Madame, quel discours ! avez-vous entendu

L’exécrable dessein que le traître a conçu ?

Impudent !

ÉLIANTE.

Jusqu’au bout tu pousses l’insolence,

Misérable valet, effronté.

CRISPIN.

Patience,

Monsieur le Gouverneur va savoir tout ceci :

Mais par avance, moi, je vous déclare ici

Que je suis votre époux, que vous êtes ma femme,

Que je veux... qu’il me plaît... Obéissez, madame.

 

 

Scène III

 

ÉLIANTE, MARINE

 

ÉLIANTE.

Ô Ciel ! qui l’aurait cru, Marine !

MARINE.

Le fripon !

Je vois bien que lui-même a fait la trahison,

Que si le Gouverneur est instruit du mystère,

C’est par lui...

ÉLIANTE.

Malheureuse ! hélas, que vais-je faire ?

Que ferais-tu, Marine, en cette occasion ?         

MARINE.

Je ne sais. Mais voici mon mari Piracmon :

S’il pouvait nous servir.

ÉLIANTE.

Il faudrait donc l’instruire.

MARINE.

Il sait votre secret ; j’ai pris soin de lui dire.

ÉLIANTE.

Quoi, Marine, déjà ?

MARINE.

Bon, dès les premiers jours.

 

 

Scène IV

 

ÉLIANTE, MARINE, PIRACMON

 

MARINE.

Mon mari, nous avons besoin de ton secours.

Crispin fait l’insolent : il prétend que Madame,

Qui, comme je t’ai dit, a feint d’être sa femme...

PIRACMON.

Oui, je sais le mystère.

MARINE.

Enfin ce faux mari

Prétend, en se flattant que Licandre a péri,

D’un véritable époux avoir le privilège.

PIRACMON.

Voyez-vous le pendard !

MARINE.

Enfin, que te dirai-je ?

Il va, dit-il, s’en plaindre à votre Gouverneur.

PIRACMON.

La peste ! il faut songer à parer ce malheur.

MARINE.

Oui ; car madame et moi nous ne savons qu’y faire

Donne-nous là-dessus un conseil salutaire.

PIRACMON.

Attendez... justement... J’entrevois un moyen

Qui pourrait réussir. Faisons-lui peur.

MARINE.

Hé bien ?

ÉLIANTE.

Mais en lui faisant peur, qu’espérez-vous ?

PIRACMON.

J’espère

L’intimider, Madame, et de telle manière,

Qu’il se mordra tantôt les doigts d’avoir voulu          

Entreprendre avec vous ce qui vous a déplu :

Mais secondez-moi bien...

MARINE.

Ne t’en mets point en peine.

ÉLIANTE.

Pour sauver mon honneur si votre adresse est vaine,

Je saurai me donner la mort.

PIRACMON.

Oh, doucement !

Nous n’en viendrons pas là : suivez-moi seulement.

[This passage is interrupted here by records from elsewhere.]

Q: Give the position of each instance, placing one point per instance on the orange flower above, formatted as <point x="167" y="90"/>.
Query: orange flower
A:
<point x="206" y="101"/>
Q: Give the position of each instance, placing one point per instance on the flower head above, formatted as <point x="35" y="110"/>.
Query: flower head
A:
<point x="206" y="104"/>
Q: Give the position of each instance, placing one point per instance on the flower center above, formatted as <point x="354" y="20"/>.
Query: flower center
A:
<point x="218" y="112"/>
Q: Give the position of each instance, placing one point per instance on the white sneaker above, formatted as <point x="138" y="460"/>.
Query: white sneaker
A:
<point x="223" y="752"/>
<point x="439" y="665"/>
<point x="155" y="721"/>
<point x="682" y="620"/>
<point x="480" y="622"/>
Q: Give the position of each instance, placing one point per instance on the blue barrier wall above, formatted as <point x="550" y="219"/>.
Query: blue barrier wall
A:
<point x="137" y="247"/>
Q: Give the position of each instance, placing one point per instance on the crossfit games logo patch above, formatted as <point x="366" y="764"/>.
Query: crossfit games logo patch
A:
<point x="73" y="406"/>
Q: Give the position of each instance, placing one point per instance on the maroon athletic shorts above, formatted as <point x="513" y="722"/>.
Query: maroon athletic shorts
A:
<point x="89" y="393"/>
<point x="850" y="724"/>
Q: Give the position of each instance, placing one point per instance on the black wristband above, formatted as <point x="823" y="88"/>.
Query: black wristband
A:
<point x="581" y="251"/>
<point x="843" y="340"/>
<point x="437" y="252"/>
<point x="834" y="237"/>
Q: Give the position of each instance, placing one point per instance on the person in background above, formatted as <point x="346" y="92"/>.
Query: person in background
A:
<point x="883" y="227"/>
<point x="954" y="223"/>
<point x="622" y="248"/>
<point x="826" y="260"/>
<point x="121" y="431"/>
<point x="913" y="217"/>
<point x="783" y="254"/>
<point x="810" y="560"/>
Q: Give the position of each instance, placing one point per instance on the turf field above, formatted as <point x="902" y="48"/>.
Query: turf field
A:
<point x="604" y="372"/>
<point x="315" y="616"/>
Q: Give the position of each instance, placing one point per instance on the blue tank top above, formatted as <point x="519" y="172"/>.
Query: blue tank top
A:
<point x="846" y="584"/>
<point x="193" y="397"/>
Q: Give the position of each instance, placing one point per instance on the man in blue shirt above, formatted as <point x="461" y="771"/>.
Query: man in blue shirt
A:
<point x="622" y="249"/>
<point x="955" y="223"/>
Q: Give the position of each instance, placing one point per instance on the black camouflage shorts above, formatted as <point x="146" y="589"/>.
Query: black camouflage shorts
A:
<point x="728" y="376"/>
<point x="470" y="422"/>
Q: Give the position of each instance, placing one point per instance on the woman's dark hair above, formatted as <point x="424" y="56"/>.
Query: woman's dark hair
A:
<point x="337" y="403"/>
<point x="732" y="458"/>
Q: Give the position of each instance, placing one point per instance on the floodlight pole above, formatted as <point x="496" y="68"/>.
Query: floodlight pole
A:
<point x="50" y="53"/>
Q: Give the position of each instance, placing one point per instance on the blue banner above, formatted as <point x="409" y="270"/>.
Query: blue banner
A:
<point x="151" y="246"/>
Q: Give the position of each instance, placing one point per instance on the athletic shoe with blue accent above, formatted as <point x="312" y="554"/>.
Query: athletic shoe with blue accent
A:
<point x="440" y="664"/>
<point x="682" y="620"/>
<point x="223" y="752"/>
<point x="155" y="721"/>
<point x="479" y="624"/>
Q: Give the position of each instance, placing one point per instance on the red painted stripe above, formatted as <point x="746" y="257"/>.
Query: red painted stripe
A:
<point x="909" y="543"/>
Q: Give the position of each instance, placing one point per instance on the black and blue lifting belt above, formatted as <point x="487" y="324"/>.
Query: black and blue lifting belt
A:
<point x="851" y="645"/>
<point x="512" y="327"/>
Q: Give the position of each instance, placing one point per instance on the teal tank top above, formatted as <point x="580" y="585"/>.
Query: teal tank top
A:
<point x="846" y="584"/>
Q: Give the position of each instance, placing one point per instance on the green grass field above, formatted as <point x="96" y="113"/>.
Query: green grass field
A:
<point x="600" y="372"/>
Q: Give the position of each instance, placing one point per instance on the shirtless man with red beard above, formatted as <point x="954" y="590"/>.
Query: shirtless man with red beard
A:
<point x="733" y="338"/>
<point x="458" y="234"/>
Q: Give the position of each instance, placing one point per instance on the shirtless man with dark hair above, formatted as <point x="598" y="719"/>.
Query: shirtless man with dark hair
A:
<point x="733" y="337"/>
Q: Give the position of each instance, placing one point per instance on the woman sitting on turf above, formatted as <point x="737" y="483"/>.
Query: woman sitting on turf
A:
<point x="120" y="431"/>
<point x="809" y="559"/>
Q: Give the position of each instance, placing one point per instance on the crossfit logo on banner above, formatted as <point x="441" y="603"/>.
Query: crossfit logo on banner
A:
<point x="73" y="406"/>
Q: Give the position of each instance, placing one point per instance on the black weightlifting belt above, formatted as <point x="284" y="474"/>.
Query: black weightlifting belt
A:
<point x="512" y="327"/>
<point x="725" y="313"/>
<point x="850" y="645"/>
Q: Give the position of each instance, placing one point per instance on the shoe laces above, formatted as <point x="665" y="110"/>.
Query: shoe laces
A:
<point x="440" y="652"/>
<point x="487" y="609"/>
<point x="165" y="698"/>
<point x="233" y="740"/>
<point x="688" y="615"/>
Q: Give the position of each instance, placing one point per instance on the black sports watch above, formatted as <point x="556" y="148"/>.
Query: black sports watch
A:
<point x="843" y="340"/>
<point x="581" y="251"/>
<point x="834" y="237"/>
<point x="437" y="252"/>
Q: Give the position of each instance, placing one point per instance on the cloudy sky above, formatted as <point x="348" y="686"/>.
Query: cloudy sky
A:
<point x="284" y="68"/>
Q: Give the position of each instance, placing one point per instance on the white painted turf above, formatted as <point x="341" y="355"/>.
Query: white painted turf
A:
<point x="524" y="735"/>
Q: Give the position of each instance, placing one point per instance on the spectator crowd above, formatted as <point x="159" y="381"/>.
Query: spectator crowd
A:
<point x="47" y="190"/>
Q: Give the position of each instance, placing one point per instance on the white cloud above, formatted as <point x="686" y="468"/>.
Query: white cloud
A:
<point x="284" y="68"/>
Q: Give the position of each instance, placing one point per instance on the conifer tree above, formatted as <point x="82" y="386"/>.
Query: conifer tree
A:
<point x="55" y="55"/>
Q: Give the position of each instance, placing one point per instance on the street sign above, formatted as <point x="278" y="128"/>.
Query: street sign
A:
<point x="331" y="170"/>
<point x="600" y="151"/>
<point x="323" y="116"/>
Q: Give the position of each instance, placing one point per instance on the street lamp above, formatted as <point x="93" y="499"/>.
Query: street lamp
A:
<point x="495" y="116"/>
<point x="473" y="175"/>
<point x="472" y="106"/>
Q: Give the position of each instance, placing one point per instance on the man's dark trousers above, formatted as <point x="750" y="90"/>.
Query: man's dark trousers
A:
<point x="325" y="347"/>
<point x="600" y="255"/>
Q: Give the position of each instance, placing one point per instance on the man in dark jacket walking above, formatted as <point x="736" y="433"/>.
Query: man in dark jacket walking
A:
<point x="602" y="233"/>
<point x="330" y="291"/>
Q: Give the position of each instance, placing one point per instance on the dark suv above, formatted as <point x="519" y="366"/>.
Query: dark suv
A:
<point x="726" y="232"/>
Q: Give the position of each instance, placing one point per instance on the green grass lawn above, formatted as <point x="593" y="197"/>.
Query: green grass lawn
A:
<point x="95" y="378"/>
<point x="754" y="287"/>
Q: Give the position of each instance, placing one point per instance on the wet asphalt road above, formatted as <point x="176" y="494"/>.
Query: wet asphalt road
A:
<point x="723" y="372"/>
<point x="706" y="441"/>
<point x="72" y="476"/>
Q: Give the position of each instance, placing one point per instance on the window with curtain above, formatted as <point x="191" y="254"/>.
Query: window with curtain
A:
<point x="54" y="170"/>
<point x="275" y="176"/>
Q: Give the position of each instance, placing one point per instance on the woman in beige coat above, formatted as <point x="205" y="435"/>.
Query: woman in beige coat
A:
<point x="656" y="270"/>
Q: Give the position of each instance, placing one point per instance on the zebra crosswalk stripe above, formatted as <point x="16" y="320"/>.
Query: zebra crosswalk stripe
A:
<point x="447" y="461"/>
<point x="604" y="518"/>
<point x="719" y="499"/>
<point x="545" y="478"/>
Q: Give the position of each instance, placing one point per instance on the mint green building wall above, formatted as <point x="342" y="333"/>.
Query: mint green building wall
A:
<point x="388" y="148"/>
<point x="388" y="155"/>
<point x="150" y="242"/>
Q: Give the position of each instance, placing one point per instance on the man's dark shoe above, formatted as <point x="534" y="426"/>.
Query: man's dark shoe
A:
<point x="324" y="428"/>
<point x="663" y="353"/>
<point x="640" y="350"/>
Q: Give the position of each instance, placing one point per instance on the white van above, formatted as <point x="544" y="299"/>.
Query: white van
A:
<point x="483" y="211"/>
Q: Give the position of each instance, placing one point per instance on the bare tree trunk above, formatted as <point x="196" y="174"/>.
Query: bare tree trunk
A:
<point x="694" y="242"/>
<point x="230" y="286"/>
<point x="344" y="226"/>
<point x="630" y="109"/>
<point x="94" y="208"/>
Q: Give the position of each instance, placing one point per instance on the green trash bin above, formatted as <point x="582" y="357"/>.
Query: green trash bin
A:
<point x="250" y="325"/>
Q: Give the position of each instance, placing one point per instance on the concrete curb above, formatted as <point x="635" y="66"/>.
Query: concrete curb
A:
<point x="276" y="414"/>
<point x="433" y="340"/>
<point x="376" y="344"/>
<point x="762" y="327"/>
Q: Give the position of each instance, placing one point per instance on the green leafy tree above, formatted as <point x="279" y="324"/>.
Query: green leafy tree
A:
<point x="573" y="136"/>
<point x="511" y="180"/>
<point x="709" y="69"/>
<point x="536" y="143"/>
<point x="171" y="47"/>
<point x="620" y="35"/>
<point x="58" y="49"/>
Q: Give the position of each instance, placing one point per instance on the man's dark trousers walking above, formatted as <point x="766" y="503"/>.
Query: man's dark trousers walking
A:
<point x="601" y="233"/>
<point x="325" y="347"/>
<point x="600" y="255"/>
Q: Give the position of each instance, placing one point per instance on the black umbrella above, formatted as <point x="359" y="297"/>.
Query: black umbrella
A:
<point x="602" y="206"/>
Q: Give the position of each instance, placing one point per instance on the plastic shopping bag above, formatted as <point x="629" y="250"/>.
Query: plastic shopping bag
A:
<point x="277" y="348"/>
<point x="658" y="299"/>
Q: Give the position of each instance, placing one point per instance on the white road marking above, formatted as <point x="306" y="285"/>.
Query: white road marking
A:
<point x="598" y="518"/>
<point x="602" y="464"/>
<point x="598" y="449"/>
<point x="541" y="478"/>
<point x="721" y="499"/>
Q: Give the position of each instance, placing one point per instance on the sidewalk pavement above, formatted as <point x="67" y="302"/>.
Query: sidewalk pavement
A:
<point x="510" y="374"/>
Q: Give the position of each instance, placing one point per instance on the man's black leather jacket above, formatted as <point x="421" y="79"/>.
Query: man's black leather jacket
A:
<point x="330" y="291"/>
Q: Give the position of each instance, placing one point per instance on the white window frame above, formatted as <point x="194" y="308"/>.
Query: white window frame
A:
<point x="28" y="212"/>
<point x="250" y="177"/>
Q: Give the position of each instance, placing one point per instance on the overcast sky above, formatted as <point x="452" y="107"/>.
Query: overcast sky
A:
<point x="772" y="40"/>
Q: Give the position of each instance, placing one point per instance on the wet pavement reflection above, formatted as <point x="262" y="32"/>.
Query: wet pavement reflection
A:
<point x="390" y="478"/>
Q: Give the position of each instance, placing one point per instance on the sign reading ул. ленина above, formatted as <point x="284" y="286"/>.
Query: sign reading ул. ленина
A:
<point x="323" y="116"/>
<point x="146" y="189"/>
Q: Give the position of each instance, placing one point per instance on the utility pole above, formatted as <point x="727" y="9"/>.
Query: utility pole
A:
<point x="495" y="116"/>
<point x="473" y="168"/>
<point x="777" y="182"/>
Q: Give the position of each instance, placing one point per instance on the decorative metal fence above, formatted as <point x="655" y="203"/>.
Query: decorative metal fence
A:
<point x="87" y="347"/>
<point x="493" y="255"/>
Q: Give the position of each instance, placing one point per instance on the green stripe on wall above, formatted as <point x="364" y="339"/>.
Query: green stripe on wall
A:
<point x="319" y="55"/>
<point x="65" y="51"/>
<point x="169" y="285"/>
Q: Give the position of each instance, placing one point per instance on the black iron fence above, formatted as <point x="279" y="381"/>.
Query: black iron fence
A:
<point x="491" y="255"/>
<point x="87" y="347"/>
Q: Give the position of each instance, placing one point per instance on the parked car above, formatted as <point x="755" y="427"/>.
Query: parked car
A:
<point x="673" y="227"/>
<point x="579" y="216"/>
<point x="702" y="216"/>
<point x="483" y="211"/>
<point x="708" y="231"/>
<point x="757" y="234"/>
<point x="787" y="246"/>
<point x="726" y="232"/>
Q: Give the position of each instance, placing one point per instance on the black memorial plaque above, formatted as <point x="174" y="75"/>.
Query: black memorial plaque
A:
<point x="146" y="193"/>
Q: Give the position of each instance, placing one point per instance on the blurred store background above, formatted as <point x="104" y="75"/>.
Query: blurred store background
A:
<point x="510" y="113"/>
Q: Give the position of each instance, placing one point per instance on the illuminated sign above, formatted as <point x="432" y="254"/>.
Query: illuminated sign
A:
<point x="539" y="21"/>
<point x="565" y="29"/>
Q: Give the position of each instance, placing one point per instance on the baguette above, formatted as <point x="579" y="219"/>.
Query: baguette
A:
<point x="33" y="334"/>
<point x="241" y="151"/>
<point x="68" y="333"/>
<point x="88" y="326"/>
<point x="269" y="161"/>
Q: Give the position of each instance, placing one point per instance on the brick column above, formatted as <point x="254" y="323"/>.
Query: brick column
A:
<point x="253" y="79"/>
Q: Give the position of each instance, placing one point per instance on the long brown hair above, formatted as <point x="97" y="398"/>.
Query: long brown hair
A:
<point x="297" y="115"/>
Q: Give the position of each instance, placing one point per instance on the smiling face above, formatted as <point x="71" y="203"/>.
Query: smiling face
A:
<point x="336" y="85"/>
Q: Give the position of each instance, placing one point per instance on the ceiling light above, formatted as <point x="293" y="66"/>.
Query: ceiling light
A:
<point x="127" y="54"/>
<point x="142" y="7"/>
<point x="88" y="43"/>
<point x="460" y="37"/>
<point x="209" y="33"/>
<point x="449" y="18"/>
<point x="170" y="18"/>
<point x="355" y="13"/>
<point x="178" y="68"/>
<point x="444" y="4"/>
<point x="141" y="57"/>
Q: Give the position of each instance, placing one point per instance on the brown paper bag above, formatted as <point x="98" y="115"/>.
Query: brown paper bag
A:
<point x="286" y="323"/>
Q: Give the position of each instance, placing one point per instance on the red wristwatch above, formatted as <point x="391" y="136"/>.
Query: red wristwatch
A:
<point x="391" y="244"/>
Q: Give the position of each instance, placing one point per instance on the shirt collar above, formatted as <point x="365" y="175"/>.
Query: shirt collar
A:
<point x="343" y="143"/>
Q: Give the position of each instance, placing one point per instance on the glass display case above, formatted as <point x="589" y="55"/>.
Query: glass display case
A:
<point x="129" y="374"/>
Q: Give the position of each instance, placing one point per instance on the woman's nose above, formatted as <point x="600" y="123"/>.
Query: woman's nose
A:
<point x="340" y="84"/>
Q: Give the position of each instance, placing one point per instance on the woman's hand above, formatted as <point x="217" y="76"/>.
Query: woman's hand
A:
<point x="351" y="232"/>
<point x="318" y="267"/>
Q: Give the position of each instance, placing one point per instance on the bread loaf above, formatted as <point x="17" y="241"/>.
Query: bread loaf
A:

Oui, Madame, je veux que dans cette journée,

Le Gouverneur cassant ce honteux hyménée,

Trouve un homme en Crispin trop indigne de vous,

Et trop lâche en un mot pour être votre époux.

Je vous aurai bientôt appris tout votre rôle.

Voici le Gouverneur, suivi de notre drôle.

Et vite éloignons-nous, qu’il ne nous voie ici.

 

 

Scène V

 

LE GOUVERNEUR, CRISPIN, GARDES de la suite du Gouverneur

 

CRISPIN.

Seigneur, je ne mens point, et la chose est ainsi.

LE GOUVERNEUR.

Comment donc ? à nos lois faire une telle injure !

Je vous rendrai justice, et je vous en assure.

CRISPIN.

Vous me ferez plaisir.

LE GOUVERNEUR.

Vous êtes son époux.

Elle doit se soumettre, et n’obéir qu’à vous.

Qu’est-ce qui lui fait donc haïr votre personne ?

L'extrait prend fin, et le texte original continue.